Join point interfaces (JPIs) are contracts between aspects and advised code. JPIs support a programming methodology where aspects only specify the types of join points they advise based on a JPI, not on concrete pointcuts. JPI definition looks like a method signature (except for the extends clause, used for join point subtyping). It has return type, name, arguments and checked exceptions.


In order to validate our first proposal of Join Point Interfaces, we migrate two applications: AJHotDraw and LawOfDemeter. AJHotDraw uses aspects to implement commands functionality such as: UndoCommand, PasteCommand, among others. LawOfDemeter uses aspects to capture every single activity that occurs in the base code, such as: Method call, field write, object initialization, among others.

In the migration of AJHotDraw, we detect the necessity to have a mechanism that allows to have JPI definitions with the same name but with different parameter types. An extract of AJHotDraw JPI definitions are shown below:

jpi void CommandExecuteInitUndo_AlignCommandUndo(AlignCommand ac);
jpi void CommandExecuteInitUndo_BringToFrontCommandUndo(BringToFrontCommand ac);
jpi void CommandExecuteInitUndo_ChangeAttributeCommandUndo(ChangeAttributeCommand ac); 
jpi void CommandExecuteInitUndo_CutCommandUndo(CutCommand ac); 
jpi void CommandExecuteInitUndo_DeleteCommandUndo(DeleteCommand ac); 
jpi void CommandExecuteInitUndo_DuplicateCommandUndo(DuplicateCommand ac);
jpi void CommandExecuteInitUndo_GroupCommandUndo(GroupCommand ac);
jpi void CommandExecuteInitUndo_GroupFigures(Figure figure);
jpi void CommandExecuteInitUndo_PasteCommandUndo(PasteCommand ac);

As you might see, in absence of such mechanism programmers must define JPIs with a special suffix on their names. We think that fact is at least awkward when the number of JPI definitions are increased. In fact, in AJHotDraw 32% (8 of 25) of JPI definitions will be favored with this feature.
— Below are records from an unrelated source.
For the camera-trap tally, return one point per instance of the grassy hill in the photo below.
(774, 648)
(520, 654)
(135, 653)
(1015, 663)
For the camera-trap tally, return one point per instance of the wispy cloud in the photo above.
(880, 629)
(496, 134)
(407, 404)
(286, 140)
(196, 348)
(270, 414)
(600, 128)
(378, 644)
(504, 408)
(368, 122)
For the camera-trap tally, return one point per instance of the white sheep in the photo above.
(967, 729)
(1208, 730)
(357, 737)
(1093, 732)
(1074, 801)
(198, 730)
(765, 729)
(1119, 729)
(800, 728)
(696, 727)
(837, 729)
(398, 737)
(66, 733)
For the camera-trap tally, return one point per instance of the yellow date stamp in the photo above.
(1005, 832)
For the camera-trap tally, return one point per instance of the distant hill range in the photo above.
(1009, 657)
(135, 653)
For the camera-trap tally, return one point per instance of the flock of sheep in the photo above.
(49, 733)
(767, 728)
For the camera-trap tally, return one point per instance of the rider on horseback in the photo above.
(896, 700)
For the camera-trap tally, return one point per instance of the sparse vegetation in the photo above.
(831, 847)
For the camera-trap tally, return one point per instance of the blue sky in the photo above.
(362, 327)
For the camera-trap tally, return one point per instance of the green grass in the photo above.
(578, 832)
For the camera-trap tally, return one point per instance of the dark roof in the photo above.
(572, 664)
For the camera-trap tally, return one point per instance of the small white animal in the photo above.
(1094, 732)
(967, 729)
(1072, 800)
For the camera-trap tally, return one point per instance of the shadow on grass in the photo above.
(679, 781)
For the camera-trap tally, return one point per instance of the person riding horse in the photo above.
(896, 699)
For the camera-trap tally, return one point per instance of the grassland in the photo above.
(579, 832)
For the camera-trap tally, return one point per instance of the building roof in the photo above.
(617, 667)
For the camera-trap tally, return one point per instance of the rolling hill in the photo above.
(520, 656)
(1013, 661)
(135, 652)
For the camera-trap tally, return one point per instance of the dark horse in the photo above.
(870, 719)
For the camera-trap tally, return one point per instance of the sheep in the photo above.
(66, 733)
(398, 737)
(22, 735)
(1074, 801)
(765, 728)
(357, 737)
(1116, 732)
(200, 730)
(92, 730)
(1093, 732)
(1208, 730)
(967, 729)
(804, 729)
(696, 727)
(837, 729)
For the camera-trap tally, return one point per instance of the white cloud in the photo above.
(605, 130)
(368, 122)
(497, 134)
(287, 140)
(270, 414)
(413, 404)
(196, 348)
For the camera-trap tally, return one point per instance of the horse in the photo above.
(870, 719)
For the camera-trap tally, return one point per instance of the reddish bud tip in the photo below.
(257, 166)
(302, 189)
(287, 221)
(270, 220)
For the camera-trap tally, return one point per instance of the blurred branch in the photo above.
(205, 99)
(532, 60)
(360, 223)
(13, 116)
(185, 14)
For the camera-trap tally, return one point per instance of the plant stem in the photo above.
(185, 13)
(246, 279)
We propose to use static overloading in order to use the same symbol (name) to represents different JPI definitions. With this feature we can define JPI definitions with the same name but with different parameter types. Notice that each JPI definition will represent a different kind of join point. We can write now the JPI definitions above in the following manner:

jpi void CommandExecuteInitUndo(AlignCommand ac);
jpi void CommandExecuteInitUndo(BringToFrontCommand ac);
jpi void CommandExecuteInitUndo(ChangeAttributeCommand ac); 
jpi void CommandExecuteInitUndo(CutCommand ac); 
jpi void CommandExecuteInitUndo(DeleteCommand ac); 
jpi void CommandExecuteInitUndo(DuplicateCommand ac);
jpi void CommandExecuteInitUndo(GroupCommand ac);
jpi void CommandExecuteInitUndo(Figure figure);
jpi void CommandExecuteInitUndo(PasteCommand ac);


To implement static overloading in JPI definition we will introduce the concept of jpi-signature. A jpi-signature is the name and types of formal arguments of a JPI definition. Return type and checked exceptions are out of this definition. For example:

jpi void CommandExecuteInitUndo(Figure figure) throws IOException

The jpi-signature for the above JPI definition is CommandExecuteInitUndo(Figure).

Also, we need to modify our compiler extension in the following ways:

  • JPITypeDecl
    • nameCheck : It will compare jpi-signatures to detect duplicate JPI definitions.
    • typeCheck : It will need do additional checks in the jpi parent definition (extends).
  • CJPAdviceDecl
    • PointcutCombination : It will need to select the correct JPITypeDecl in order to calculate PointcutPolymorphism and PointcutOverriding properly.
  • ExhibitClause
    • typeCheck : It will need to select the correct JPITypeDecl in order to typecheck properly the exhibit signature.